New Cochrane review informing WHO drowning prevention guideline

In 2019, Cochrane First Aid and its initiator the Centre for Evidence-Based Practice of the Belgian Red Cross were approached by the World Health Organization to develop 2 systematic reviews to support the development of their new guideline on drowning prevention.
The first review, with Cochrane First Aid Director Emmy De Buck as the first author, has now been published in The Cochrane Library. It focuses on the effectiveness of organized day care on reducing drowning accident rates in children under 6 years of age in low- and middle-income countries.

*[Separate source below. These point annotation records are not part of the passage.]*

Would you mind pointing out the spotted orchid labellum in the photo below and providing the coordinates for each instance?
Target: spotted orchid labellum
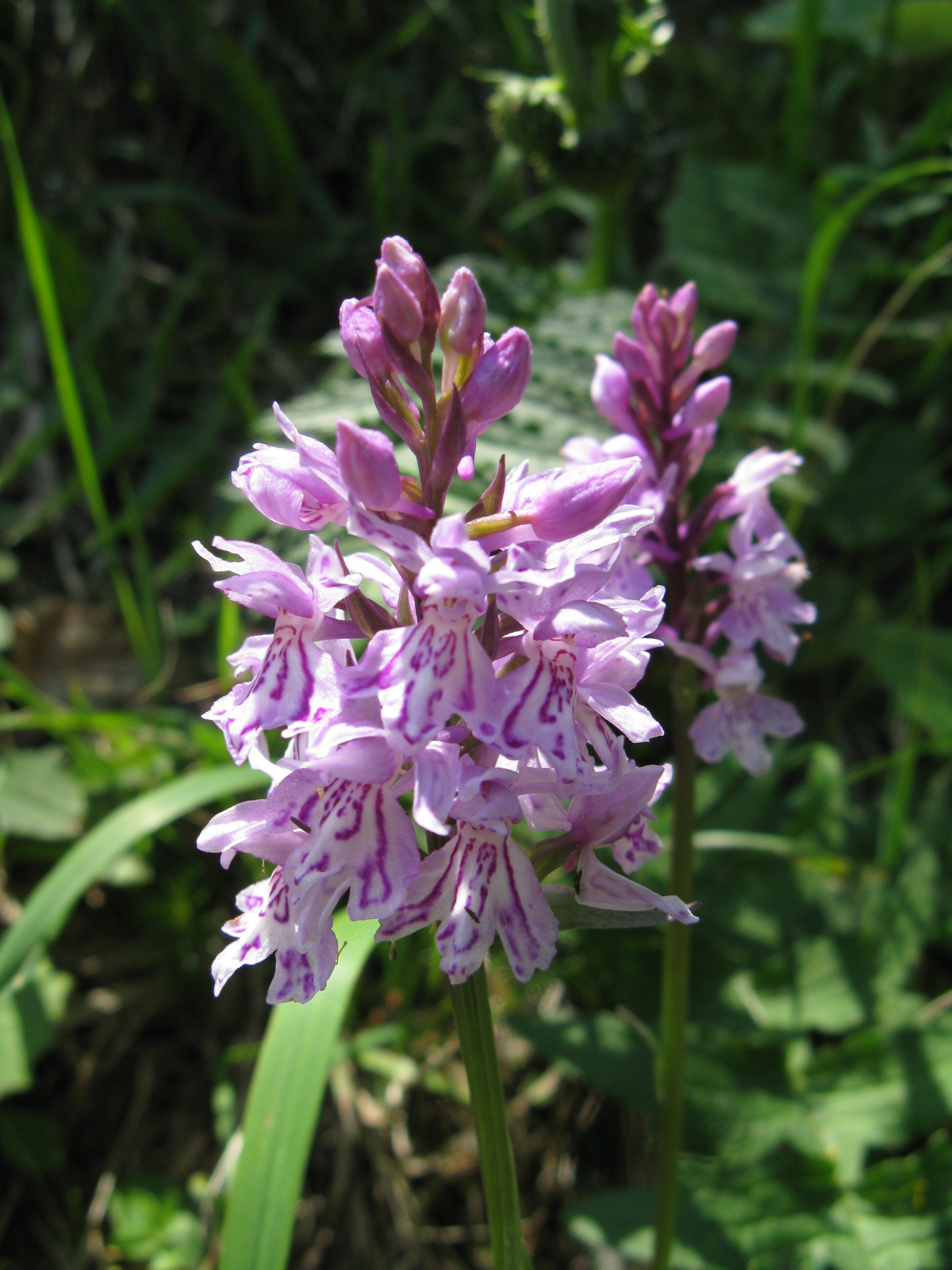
(501, 649)
(719, 606)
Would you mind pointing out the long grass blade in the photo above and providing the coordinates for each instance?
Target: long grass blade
(283, 1104)
(44, 292)
(51, 902)
(816, 268)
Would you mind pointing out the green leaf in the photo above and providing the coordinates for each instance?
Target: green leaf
(155, 1229)
(89, 859)
(29, 1011)
(917, 667)
(32, 1141)
(579, 918)
(282, 1111)
(605, 1051)
(924, 27)
(37, 798)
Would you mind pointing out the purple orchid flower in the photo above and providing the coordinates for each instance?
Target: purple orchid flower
(740, 719)
(479, 886)
(301, 488)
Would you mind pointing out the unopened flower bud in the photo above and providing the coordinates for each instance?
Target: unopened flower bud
(363, 340)
(714, 347)
(397, 254)
(397, 305)
(708, 403)
(611, 393)
(636, 359)
(685, 305)
(663, 325)
(560, 505)
(463, 314)
(641, 313)
(499, 380)
(367, 465)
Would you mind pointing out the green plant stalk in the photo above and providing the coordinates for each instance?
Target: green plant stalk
(602, 266)
(478, 1045)
(556, 27)
(674, 981)
(44, 290)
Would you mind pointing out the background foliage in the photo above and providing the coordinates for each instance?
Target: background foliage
(211, 179)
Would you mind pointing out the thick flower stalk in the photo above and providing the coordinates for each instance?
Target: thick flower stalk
(719, 606)
(499, 653)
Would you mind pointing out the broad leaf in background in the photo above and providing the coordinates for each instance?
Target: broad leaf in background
(29, 1011)
(88, 860)
(38, 799)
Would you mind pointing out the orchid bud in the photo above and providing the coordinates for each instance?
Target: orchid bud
(410, 268)
(363, 340)
(663, 325)
(683, 306)
(562, 505)
(301, 488)
(406, 264)
(611, 393)
(714, 347)
(638, 360)
(367, 465)
(498, 381)
(397, 305)
(463, 314)
(708, 403)
(640, 314)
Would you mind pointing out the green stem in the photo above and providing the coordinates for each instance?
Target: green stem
(674, 983)
(478, 1045)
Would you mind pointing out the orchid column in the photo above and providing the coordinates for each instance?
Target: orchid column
(501, 648)
(653, 393)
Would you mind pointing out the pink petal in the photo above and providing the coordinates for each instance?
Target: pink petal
(600, 887)
(436, 770)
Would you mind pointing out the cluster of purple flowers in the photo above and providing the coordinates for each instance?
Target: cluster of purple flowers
(499, 648)
(651, 393)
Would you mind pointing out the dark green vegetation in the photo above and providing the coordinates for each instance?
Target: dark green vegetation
(211, 181)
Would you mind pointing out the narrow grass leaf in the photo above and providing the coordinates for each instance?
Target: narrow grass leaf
(283, 1104)
(88, 860)
(41, 277)
(823, 252)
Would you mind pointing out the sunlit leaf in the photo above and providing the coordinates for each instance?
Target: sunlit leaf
(88, 860)
(283, 1104)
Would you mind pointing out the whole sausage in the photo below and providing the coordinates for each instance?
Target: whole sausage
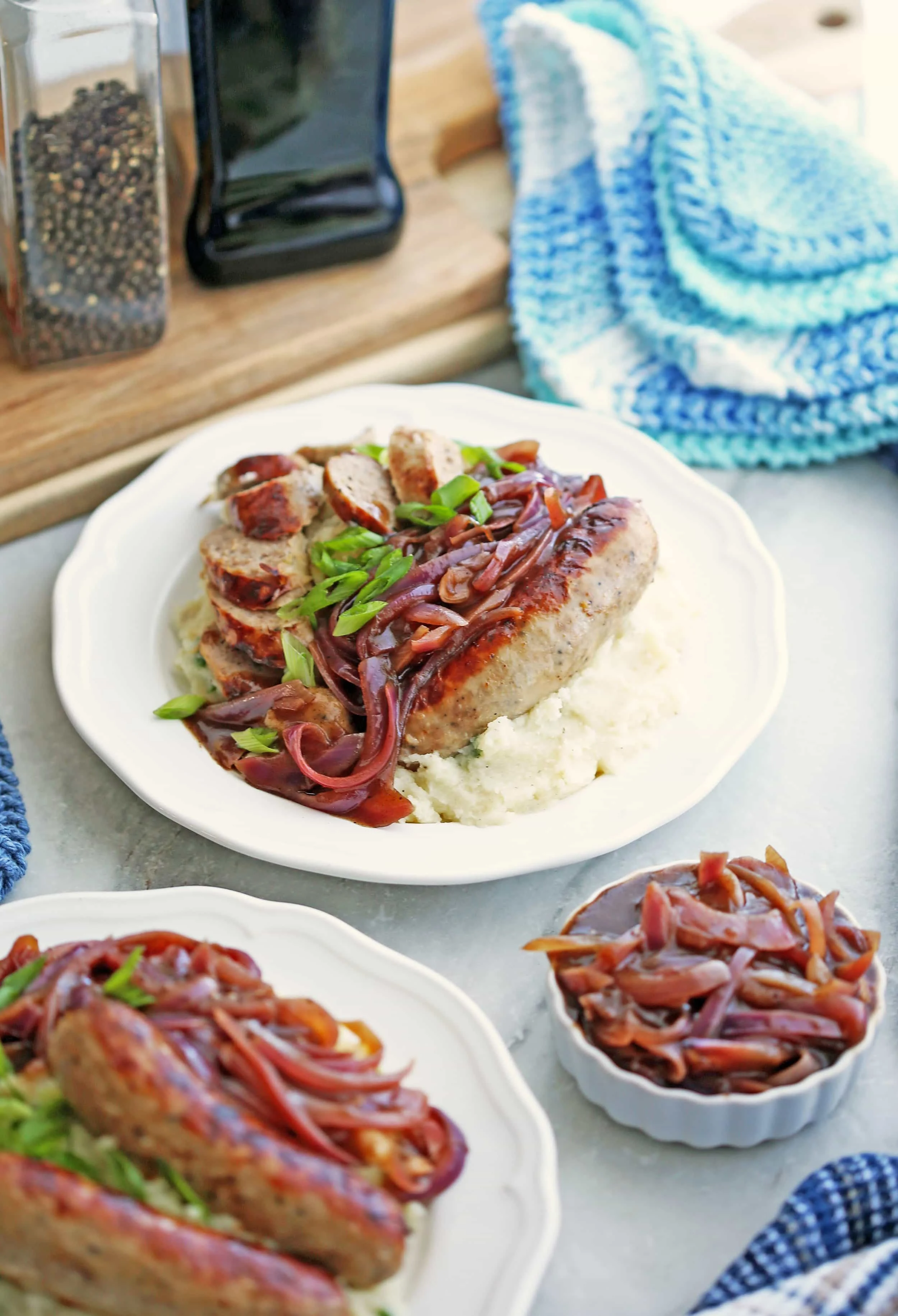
(124, 1080)
(69, 1237)
(596, 576)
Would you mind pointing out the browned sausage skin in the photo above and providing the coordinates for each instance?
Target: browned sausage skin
(123, 1078)
(597, 573)
(69, 1237)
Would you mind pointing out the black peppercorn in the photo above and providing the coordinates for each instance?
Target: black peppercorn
(91, 229)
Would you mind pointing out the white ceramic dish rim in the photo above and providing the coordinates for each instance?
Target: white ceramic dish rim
(752, 1101)
(405, 864)
(531, 1123)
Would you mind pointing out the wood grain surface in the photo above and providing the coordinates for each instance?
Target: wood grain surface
(427, 311)
(224, 347)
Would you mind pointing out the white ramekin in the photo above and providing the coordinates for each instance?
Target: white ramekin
(671, 1115)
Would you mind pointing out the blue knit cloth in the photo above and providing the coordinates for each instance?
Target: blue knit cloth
(694, 248)
(15, 845)
(833, 1249)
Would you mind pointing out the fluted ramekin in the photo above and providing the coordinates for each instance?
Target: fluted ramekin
(675, 1115)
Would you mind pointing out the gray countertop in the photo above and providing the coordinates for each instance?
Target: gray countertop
(647, 1226)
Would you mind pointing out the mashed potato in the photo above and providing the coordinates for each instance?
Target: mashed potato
(189, 624)
(609, 712)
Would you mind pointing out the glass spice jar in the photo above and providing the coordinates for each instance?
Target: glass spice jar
(83, 236)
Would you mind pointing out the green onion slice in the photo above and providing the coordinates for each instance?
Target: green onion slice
(299, 662)
(256, 740)
(14, 985)
(494, 464)
(480, 508)
(456, 493)
(182, 1187)
(182, 706)
(353, 620)
(334, 590)
(120, 986)
(425, 514)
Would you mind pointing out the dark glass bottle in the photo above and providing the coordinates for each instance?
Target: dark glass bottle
(291, 112)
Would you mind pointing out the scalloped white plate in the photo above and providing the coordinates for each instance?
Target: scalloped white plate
(490, 1237)
(139, 557)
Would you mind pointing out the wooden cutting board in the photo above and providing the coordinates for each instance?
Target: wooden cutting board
(432, 310)
(224, 347)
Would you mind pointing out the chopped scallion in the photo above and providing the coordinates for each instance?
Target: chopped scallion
(182, 1187)
(456, 493)
(14, 985)
(425, 514)
(120, 986)
(182, 706)
(256, 740)
(353, 620)
(480, 508)
(299, 662)
(334, 590)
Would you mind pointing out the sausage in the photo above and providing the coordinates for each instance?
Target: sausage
(256, 632)
(600, 569)
(421, 462)
(233, 671)
(319, 706)
(69, 1237)
(123, 1078)
(360, 490)
(278, 507)
(252, 470)
(255, 573)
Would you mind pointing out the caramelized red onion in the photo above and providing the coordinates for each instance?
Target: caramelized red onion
(731, 977)
(463, 583)
(277, 1057)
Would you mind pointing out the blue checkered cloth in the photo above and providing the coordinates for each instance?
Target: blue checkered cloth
(833, 1251)
(14, 827)
(696, 248)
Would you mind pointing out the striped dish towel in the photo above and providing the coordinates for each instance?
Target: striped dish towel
(14, 827)
(696, 248)
(833, 1251)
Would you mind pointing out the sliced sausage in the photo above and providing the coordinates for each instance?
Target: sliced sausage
(124, 1080)
(69, 1237)
(597, 574)
(421, 462)
(360, 490)
(235, 671)
(319, 706)
(256, 632)
(255, 573)
(282, 506)
(252, 470)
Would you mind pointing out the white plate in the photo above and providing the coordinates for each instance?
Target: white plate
(490, 1237)
(138, 557)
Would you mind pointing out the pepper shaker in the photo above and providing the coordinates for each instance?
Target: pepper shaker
(83, 239)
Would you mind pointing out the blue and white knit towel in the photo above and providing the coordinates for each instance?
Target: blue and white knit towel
(696, 248)
(15, 847)
(833, 1251)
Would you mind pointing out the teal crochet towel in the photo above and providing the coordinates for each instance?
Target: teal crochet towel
(696, 248)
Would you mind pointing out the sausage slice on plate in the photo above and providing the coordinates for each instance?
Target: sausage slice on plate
(360, 490)
(124, 1080)
(421, 462)
(66, 1236)
(233, 671)
(282, 506)
(255, 573)
(256, 632)
(596, 576)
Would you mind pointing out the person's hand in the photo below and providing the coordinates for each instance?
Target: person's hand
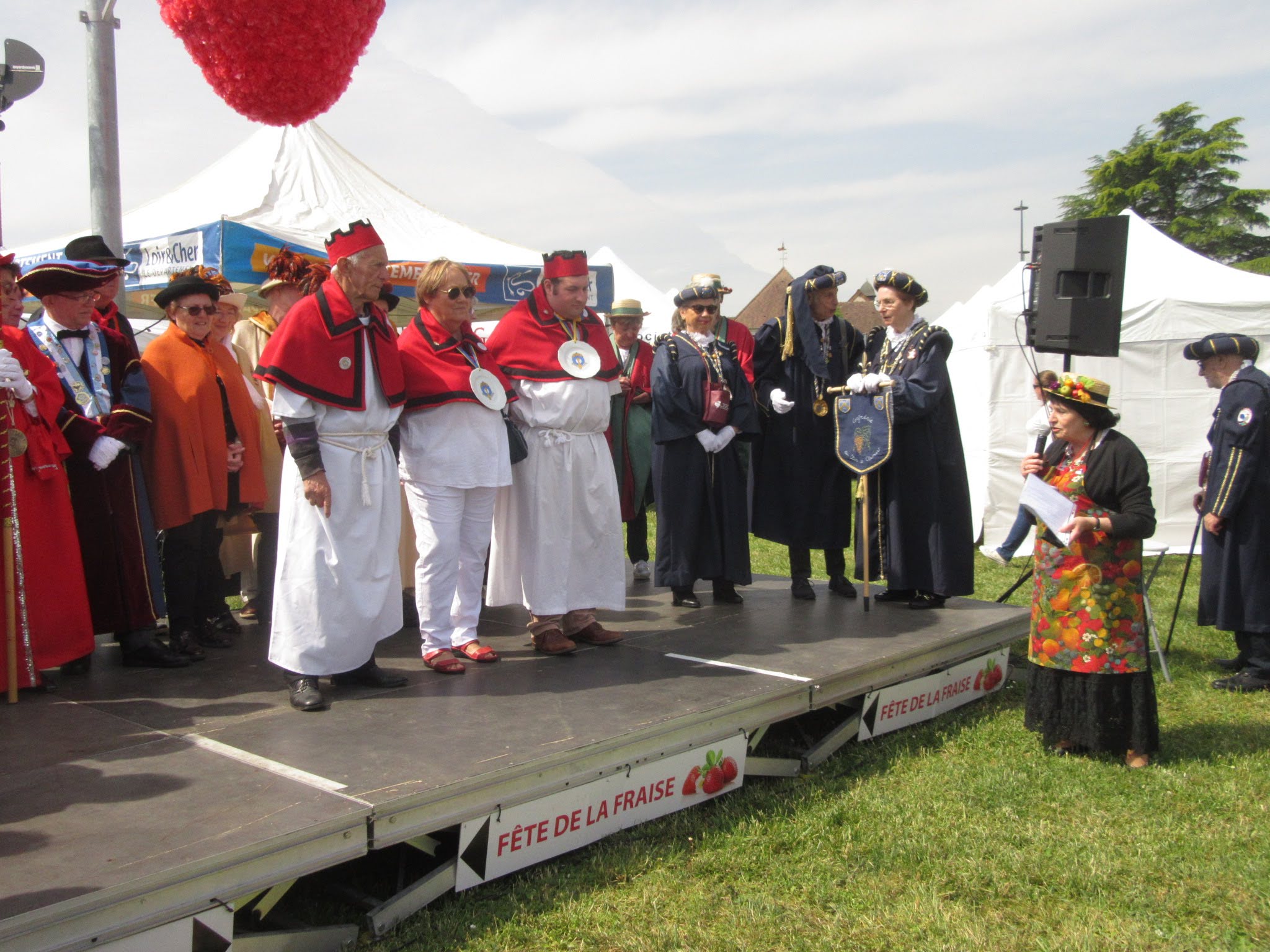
(104, 451)
(13, 377)
(318, 491)
(1033, 465)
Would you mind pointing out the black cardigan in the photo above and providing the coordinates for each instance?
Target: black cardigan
(1117, 479)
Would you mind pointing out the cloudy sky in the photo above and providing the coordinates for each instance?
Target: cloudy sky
(690, 136)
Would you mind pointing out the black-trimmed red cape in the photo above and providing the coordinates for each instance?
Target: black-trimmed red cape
(318, 352)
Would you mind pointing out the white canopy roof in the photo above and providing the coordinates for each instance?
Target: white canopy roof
(1171, 298)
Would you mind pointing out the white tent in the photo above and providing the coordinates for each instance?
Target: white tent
(1171, 298)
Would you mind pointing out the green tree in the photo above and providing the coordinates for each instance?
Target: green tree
(1181, 178)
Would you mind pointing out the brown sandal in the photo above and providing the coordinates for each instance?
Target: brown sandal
(475, 651)
(445, 663)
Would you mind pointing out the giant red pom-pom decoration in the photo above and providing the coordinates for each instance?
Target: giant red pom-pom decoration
(276, 63)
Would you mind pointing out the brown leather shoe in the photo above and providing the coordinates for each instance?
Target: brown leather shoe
(596, 633)
(553, 643)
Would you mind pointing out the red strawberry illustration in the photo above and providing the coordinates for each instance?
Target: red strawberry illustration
(690, 782)
(714, 781)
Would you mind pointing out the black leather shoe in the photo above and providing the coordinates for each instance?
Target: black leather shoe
(1242, 682)
(370, 676)
(923, 601)
(685, 598)
(306, 696)
(895, 596)
(1227, 664)
(226, 622)
(154, 655)
(213, 637)
(186, 643)
(802, 589)
(838, 586)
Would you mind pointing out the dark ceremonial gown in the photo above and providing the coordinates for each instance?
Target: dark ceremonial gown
(112, 511)
(54, 621)
(1235, 583)
(630, 432)
(920, 505)
(701, 530)
(802, 490)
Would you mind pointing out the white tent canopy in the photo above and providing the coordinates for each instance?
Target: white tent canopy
(1171, 298)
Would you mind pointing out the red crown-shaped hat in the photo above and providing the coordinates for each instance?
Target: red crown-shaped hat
(564, 265)
(356, 238)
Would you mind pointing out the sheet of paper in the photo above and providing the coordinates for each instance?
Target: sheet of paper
(1048, 506)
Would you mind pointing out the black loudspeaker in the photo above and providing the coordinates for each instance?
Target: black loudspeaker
(1078, 286)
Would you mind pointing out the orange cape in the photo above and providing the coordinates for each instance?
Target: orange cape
(186, 459)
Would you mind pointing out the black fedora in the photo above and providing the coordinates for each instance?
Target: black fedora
(93, 248)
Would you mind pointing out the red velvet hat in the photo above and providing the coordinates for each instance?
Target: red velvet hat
(564, 265)
(356, 238)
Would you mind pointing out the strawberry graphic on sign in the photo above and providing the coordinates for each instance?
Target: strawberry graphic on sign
(990, 677)
(713, 776)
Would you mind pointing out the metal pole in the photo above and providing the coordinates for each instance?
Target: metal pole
(103, 127)
(1023, 250)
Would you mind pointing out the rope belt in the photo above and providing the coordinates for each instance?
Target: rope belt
(367, 452)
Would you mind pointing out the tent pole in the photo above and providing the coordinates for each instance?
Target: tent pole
(103, 127)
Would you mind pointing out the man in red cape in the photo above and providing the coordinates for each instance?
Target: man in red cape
(558, 535)
(338, 389)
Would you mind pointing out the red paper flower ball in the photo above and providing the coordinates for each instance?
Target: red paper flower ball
(277, 64)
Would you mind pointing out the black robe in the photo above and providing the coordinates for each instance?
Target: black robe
(802, 490)
(701, 526)
(1235, 578)
(920, 499)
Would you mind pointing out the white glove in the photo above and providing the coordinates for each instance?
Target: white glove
(104, 451)
(780, 404)
(13, 377)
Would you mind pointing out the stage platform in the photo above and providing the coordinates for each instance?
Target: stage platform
(136, 798)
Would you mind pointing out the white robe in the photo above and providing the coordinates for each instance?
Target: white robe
(338, 586)
(558, 528)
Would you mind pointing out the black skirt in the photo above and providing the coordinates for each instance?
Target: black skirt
(1114, 712)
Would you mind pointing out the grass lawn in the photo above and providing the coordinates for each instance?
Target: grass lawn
(957, 834)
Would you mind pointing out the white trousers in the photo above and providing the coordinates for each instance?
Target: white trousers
(453, 530)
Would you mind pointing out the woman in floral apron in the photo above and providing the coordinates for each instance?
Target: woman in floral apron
(1090, 684)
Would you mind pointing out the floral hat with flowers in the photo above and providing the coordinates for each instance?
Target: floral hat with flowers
(1077, 389)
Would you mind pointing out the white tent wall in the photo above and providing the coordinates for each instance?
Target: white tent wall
(1173, 296)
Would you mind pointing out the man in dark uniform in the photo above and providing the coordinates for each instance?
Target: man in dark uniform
(802, 491)
(1236, 508)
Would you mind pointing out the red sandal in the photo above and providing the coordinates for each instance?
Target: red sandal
(443, 663)
(477, 651)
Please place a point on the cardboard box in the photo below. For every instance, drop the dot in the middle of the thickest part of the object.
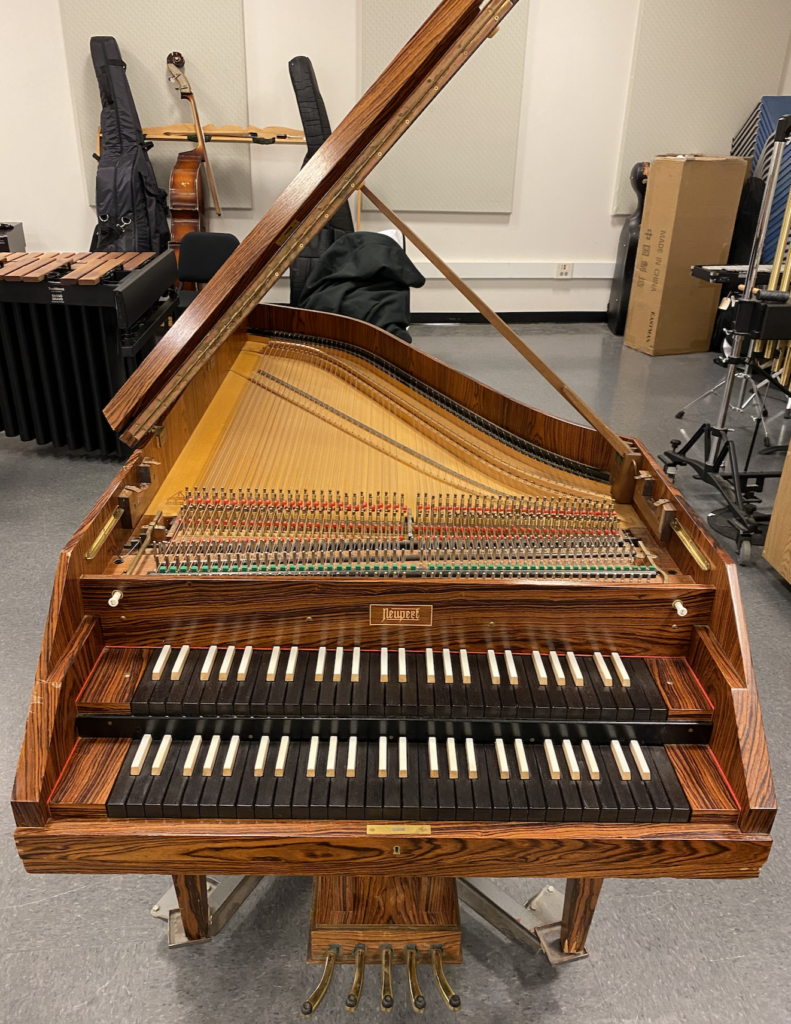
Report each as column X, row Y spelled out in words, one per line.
column 691, row 207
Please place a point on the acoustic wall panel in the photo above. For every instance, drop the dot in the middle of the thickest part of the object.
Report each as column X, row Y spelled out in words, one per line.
column 698, row 69
column 460, row 155
column 209, row 34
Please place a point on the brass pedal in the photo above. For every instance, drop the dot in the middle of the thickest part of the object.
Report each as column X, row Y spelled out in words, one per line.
column 311, row 1003
column 352, row 999
column 387, row 999
column 452, row 1000
column 417, row 997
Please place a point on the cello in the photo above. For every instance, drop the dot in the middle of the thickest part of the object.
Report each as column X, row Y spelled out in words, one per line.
column 186, row 188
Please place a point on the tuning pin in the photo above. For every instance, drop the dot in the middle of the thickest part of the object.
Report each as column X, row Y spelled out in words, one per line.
column 417, row 997
column 311, row 1003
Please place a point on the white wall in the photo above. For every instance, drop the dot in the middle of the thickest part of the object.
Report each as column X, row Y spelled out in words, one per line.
column 577, row 72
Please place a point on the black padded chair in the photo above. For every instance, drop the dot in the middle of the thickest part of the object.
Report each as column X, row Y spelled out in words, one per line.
column 200, row 256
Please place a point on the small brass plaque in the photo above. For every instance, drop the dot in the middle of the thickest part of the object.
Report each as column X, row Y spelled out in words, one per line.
column 400, row 829
column 401, row 614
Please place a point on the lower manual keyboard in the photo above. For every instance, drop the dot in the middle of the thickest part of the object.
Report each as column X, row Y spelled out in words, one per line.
column 434, row 780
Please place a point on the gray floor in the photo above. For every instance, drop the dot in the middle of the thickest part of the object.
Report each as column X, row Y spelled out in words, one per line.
column 83, row 949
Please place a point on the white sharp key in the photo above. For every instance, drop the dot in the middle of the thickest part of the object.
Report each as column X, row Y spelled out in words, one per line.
column 557, row 669
column 162, row 660
column 280, row 764
column 162, row 753
column 319, row 677
column 211, row 756
column 192, row 756
column 576, row 671
column 522, row 760
column 429, row 667
column 178, row 667
column 639, row 760
column 231, row 757
column 620, row 669
column 260, row 757
column 502, row 761
column 469, row 750
column 208, row 662
column 607, row 678
column 453, row 764
column 272, row 668
column 620, row 760
column 447, row 666
column 332, row 757
column 139, row 757
column 571, row 759
column 510, row 668
column 313, row 757
column 433, row 760
column 351, row 757
column 227, row 660
column 590, row 760
column 244, row 665
column 551, row 757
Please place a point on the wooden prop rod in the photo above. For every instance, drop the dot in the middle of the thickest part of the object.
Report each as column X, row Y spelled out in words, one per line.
column 618, row 443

The systematic review team searched multiple databases, trial registries and websites for randomized, quasi-randomized and non-randomized controlled studies investigating the effectiveness of formal day care programs. Two studies performed in rural Bangladesh involving 252 631 children were identified.
The review found that a day care program for children under 6 years of age, combined with parent education, playpens provided to parents and community-based education, probably reduces the risk of death by drowning, compared with no day care program (moderate-certainty evidence). Providing a day care program and the additional activities was cheaper than the cost of every year lost to illness, disability, or early death by drowning. The evidence is uncertain about the effects of a day care program when compared with playpens provided to parents, and about the effects of a day care program combined with playpens for parents when compared with playpens alone (very low-certainty evidence). Neither study reported results on non‐fatal drowning accidents, unsafe water exposure, the safety of the program, or other accidental injuries.

The focus of the second review was the impact of swimming skills training and water safety education programs on drowning incidents, and publication will follow soon.
The findings of these systematic reviews were used to inform a WHO Guideline Development Group meeting in May 2020, where the GRADE Evidence-to-Decision framework was used to balance desirable and undesirable effects of the day care programs. The final WHO drowning prevention guideline will soon be available.